2. Adaptive Filter Controlled by Both Speech Segment Information and Voice Incoming-Direction Information:

   • Using Speech Segment Information for Adaptive Filter Control: As noted, controlling adaptive filter coefficient updates (e.g., holding updates during speech, adapting during noise) using speech segment information was a conventional and obvious technique to prevent speech cancellation and improve noise reduction performance in noisy conditions.
   • Using Voice Incoming-Direction Information for Adaptive Filter Control:
     • Switching Microphone Roles: A POSITA would readily recognize that if the detected voice incoming direction indicates that the primary voice source is closer to, or predominantly picked up by, the microphone conventionally designated as the "sub-microphone" (which typically provides the noise reference), then the roles of the main and sub microphones should be dynamically switched.
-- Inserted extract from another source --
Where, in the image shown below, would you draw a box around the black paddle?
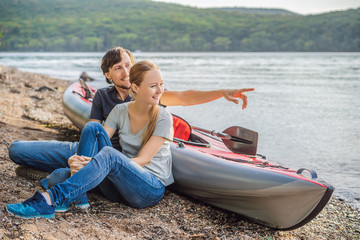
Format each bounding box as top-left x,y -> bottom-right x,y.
191,126 -> 258,156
This ensures that the adaptive filter receives the optimal voice-plus-noise signal and noise-reference signal for effective noise reduction. The patent itself describes this scenario, e.g., when the phase or power difference indicates the sub-microphone signal is more advanced or stronger for the voice component.
     • Disabling/Limiting Noise Reduction: When the voice source is detected to be roughly equidistant from both microphones (e.g., in a central area between them) or from an "inappropriate direction," the noise reference signal from the sub-microphone would inevitably contain a significant, coherent portion of the desired speech signal. In such a scenario, applying adaptive noise cancellation would lead to destructive cancellation of the speech itself. Therefore, it would be an obvious design choice for a POSITA to disable or significantly limit the noise reduction process under these conditions to preserve speech quality, as acknowledged by the patent.

Conclusion

Given the admitted state of the art, a POSITA would be motivated to combine the known elements of two-microphone adaptive noise reduction, robust speech segment determination, and two-microphone voice direction detection. The specific control logic of having speech segment determination trigger voice direction detection, and using both speech segment and voice incoming-direction information to intelligently control the adaptive filter (e.g., for coefficient updates, dynamic microphone role switching, or disabling noise reduction) represents a series of obvious engineering solutions to the acknowledged problems of noise and speech cancellation in high-noise environments. Therefore, the independent claims of US Patent 9,031,259 would likely have been obvious under 35 U.S.C. § 103 prior to its priority date.